Machado de Assis já nos ensinava que um método deveria “ser usado sem terno e gravata”. Os leigos em Supremo Tribunal Federal, dentre os quais me incluo, talvez busquem nas togas de nossa mais alta corte a idealização de um método ou de um rigoroso tecido platônico. Mas o nosso Supremo é “tropical”, como lembrou, com bom humor e sabedoria, Joaquim Falcão, em magistral palestra, na Fundação Joaquim Nabuco, a que tive o privilégio de ouvir não faz muitos anos.

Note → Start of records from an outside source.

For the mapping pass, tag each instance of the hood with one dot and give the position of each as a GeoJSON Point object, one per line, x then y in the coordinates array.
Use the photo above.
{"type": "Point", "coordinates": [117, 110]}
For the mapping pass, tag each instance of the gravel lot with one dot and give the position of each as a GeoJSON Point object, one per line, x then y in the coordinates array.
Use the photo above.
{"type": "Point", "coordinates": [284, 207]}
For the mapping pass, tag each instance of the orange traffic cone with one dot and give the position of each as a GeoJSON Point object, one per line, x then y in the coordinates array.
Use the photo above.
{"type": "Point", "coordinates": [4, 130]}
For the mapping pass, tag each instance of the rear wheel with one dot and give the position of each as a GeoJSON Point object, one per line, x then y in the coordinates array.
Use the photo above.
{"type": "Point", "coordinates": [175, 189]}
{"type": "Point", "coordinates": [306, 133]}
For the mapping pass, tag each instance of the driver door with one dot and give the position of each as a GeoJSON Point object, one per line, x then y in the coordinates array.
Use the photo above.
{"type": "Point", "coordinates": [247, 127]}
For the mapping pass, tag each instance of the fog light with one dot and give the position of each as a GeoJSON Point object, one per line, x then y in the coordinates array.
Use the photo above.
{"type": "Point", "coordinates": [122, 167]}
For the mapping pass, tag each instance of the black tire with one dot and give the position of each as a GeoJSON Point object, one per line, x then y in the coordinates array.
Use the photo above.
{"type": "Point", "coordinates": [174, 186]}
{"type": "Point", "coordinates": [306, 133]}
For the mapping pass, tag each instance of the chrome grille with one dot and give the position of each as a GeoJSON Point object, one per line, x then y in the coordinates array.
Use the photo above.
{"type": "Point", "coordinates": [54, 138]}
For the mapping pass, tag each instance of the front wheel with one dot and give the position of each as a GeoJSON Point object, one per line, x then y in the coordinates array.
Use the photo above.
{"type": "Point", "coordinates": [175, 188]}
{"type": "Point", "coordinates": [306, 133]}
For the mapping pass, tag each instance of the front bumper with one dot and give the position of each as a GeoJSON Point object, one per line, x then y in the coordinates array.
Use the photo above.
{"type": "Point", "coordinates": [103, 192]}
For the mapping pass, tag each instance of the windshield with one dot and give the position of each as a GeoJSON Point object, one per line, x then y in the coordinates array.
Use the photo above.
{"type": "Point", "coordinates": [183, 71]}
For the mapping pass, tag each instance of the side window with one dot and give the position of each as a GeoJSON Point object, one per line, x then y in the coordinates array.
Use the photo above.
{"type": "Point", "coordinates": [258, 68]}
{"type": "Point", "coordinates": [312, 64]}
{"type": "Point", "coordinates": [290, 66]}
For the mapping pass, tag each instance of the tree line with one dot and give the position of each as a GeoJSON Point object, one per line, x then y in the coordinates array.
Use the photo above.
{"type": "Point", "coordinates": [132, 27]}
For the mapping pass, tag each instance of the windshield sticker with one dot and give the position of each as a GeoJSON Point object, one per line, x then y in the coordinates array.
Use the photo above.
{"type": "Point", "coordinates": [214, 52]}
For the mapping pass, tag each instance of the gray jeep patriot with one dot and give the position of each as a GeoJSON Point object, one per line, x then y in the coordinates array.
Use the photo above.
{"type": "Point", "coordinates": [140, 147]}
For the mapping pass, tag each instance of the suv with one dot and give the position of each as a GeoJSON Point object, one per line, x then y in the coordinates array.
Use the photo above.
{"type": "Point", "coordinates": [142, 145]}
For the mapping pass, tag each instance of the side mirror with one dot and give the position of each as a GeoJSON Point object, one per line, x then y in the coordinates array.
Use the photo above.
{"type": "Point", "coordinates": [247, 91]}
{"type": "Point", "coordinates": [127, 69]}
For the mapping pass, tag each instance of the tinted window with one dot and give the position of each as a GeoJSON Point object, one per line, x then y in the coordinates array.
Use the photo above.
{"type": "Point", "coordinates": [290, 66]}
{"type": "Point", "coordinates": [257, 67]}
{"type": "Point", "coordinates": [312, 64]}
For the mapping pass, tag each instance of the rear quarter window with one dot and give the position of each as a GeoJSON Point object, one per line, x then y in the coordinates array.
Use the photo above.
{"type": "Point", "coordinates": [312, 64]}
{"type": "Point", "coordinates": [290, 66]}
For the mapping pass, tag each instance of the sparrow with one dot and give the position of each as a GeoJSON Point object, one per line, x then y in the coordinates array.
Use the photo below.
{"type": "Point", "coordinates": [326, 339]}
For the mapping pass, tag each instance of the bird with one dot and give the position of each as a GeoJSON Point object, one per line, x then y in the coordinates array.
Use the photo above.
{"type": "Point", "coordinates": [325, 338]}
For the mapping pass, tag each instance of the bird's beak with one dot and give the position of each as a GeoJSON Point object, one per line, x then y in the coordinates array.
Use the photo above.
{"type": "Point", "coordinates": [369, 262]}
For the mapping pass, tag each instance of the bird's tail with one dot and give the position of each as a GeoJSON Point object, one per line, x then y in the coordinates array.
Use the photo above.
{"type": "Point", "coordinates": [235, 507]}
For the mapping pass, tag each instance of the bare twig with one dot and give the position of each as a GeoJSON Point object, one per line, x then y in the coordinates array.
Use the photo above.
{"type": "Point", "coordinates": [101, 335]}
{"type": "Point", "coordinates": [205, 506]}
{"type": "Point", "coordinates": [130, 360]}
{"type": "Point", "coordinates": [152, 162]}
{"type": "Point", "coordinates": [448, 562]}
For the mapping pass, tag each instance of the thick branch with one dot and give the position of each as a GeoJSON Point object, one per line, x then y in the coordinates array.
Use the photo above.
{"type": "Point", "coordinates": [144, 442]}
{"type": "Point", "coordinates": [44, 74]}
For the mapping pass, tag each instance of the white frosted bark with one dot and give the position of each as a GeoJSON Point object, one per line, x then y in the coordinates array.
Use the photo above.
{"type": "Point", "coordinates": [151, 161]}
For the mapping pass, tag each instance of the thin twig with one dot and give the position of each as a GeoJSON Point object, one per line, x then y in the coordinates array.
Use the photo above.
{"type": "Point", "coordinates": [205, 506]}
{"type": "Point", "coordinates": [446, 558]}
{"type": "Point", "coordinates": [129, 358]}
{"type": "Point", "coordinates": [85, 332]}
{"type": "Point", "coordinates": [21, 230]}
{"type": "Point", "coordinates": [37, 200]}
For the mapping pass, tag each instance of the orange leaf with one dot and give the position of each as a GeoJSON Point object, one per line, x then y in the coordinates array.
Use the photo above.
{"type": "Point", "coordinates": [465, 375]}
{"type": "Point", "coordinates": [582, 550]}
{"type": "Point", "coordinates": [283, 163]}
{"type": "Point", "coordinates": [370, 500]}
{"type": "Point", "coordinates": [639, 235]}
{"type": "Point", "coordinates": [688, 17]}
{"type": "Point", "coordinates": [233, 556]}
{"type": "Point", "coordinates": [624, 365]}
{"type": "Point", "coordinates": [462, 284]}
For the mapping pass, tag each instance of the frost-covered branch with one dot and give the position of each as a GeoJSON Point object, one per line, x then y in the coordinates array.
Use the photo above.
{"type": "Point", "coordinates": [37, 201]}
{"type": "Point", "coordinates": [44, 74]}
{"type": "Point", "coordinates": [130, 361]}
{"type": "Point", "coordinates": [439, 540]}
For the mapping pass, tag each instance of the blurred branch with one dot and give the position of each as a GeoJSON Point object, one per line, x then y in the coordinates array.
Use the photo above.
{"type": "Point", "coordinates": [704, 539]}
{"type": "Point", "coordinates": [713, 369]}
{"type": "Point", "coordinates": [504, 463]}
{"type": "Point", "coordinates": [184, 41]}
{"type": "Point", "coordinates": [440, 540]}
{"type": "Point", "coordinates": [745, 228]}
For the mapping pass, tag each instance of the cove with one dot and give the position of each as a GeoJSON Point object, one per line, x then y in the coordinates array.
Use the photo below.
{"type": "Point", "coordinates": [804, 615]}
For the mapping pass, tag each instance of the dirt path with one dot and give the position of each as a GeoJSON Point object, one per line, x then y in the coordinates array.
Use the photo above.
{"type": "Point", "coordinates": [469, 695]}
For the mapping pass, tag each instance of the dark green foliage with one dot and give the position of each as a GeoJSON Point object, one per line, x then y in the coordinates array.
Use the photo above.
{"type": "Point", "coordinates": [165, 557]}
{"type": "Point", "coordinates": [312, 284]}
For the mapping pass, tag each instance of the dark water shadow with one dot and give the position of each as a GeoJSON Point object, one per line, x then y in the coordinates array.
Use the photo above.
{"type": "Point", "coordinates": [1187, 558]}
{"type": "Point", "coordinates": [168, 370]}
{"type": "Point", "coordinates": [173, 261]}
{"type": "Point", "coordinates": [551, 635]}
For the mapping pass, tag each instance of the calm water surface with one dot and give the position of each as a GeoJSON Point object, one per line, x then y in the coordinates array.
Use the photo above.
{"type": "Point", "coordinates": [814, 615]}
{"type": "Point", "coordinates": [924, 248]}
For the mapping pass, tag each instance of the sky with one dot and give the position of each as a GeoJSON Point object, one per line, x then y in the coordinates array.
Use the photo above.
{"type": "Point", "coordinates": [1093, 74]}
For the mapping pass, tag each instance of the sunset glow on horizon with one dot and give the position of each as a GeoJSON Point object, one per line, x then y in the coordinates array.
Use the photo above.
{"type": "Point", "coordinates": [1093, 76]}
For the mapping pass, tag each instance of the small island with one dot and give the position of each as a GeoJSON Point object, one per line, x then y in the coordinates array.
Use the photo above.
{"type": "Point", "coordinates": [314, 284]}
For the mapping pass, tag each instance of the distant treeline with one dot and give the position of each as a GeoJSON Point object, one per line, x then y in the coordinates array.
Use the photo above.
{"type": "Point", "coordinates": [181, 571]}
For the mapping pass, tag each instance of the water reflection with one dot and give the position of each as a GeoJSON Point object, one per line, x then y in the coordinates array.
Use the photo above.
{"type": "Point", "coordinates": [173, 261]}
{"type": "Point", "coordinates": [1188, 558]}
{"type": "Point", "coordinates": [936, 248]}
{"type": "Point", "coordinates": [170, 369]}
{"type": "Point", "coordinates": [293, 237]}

Com um olho em Platão, mas outro olho atento em Aristóteles, Falcão — que há mais de uma década analisa e estuda o Supremo — demonstrou como um novo modo de se fazer Direito influencia a corte. Destacou como as novas Tecnologias da Informação permitem o cruzamento de milhões de dados, proporcionando aos operadores das instituições, a exemplo do Ministério Público Federal, uma agilidade e um poder de informação nunca antes vistos. Destacou ainda a contribuição de uma geração de profissionais do Judiciário que tem juventude e independência. Uma geração que chegou ao poder por concurso e que, sendo bem remunerada, tem garantida a sua autonomia.
Relembro que Falcão evocou o quanto outros “Supremos” de grandes democracias ocidentais têm também assumido um notável protagonismo. Talvez com mais discrição que no Brasil, mas com o mesmo poder decisório de ampla repercussão na sociedade.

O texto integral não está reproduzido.